College football won't learn a thing from Urban Meyer's spectacular NFL failure | Estes

Gentry Estes
Nashville Tennessean

Now that the ridiculousness in Jacksonville has reached its inevitable conclusion and Urban Meyer is unemployed after his spectacular failure as an NFL coach, I have a question. Two of them, actually.

Not about what happened with the Jaguars. I grasp that. We all should by now.

No, I’m wondering: How was this man so successful in college football for so long?

And will college football learn anything from Meyer's failure?

(OK, on that second question, I know the answer. Of course, it won’t.)

The NFL took stock of Meyer and spit out him immediately. This has tainted his reputation only so much as it’ll keep him from coaching pros again. But college? Please.

No matter what’s being said today, I guarantee plenty of school presidents, athletics directors and football fans across this land awoke Thursday morning and viewed Meyer’s firing not with consternation but inspiration:

Urban Meyer is available.

I'll bet that Meyer will be back. If he wants another college coaching job, he’ll get one. At a big-time program, too, and it might not even take that long.

It’s a well-worn storyline that a good college coach does not guarantee a good NFL coach — and vice versa. That was proven true long before Meyer was calling people losers in Jacksonville.

But his downfall is different from those before him. Meyer wasn’t fired by the Jaguars because he lost games. It was more that he lost his mind, not to mention his team’s respect and his owner’s trust. What would be the next embarrassment? This wasn’t a football problem. It was behavioral.

How is it that standards of decency have become higher in the NFL — where coaches oversee grown men — than in college football? Perceived character flaws that quickly disqualified Meyer from the NFL were barely a speed bump in his wildly successful stints in college, where for 17 seasons he carried a greater moral responsibility, helping teenagers grow into men.

That should be troubling to those running college athletics, but it won’t be.

Individuals in college football operate with dignity and standards, but as a whole, their industry has zero shame. It hasn’t for some time. Too much money at stake, and here’s a little secret: The people who end up earning the most tend to be jerks. Like most industries, they didn’t get to the top by being nice.

College leadership should be about so much more than in the NFL. At the professional level, this truly is a business in which nothing else matters but winning.

But that has become a truer statement about big-time college football.

For all you can say about Meyer, he won a whole lot in college. Six winning seasons and two national titles at Florida. Seven winning seasons and a title at Ohio State. A record of 187-32 for a crisp college win percentage of 85.3%.

I’d assume you couldn’t do all that by being the clownish figure painted in this Jacksonville mess.

But maybe you can.

Note the lack of people rushing to defend Meyer. Not just among the Jaguars. From Florida and Ohio State, too.

The NFL didn’t create Meyer’s flaws. It exposed them. It revealed, after all these years, that he was a deficient leader, a hypocrite who lacked self-awareness and dodged the accountability he demanded of everyone who worked for him.
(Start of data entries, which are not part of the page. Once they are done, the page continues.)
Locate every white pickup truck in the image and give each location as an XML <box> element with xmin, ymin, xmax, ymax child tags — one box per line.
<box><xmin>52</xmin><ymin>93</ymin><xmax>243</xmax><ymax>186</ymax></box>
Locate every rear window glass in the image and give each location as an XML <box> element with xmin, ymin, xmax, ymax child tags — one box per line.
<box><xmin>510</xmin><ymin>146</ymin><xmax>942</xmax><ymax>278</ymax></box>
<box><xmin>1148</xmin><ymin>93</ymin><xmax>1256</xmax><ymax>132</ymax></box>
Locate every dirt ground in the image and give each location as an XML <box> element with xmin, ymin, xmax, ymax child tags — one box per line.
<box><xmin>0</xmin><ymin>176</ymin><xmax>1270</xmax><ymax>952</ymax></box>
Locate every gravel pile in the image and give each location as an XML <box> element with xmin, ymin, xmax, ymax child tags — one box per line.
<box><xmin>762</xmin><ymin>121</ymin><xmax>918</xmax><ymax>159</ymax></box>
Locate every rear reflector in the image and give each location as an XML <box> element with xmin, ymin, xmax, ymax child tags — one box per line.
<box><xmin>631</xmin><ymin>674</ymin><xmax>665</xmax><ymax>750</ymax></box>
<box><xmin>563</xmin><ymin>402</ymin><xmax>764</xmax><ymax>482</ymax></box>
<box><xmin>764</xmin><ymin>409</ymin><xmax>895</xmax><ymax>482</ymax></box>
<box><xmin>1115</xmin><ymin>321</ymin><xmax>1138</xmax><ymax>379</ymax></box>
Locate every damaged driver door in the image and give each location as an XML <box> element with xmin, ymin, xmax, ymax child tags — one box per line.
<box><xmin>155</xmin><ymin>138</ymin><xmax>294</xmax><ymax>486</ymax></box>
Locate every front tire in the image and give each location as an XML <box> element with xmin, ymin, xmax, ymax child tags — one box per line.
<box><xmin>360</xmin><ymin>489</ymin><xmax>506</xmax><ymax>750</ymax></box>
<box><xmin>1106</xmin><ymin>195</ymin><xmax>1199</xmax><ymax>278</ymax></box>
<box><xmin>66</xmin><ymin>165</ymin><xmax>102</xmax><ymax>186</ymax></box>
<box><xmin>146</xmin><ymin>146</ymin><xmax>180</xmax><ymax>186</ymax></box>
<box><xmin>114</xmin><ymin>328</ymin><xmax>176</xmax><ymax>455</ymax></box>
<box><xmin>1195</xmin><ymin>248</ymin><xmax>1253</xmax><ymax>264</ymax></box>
Perhaps even worse, he comes off as a bully who deemed people losers and felt justified in physically kicking one of his players on the practice field, as Josh Lambo told the Tampa Bay Times.

Seriously? Was Meyer doing that sort of thing in Gainesville and Columbus, too?

If he was, then either no one cared or — far more likely — Meyer was so powerful that no one could raise any objection to him, publicly or privately. College football emboldens despotic rulers. Meyer was obviously accustomed to being one. 

Yet in Jacksonville, Meyer was losing. He'd also become so unpopular within his own organization that, basically, a coup was conducted to help get rid of him. Without sports journalists and in-house leaks and Lambo going public, Meyer would likely still be coaching the Jaguars. 

Because, I mean, he’s Urban Meyer. This great coach. A winner.

The NFL knew better.

Something tells me, however, that college football hasn't learned a thing.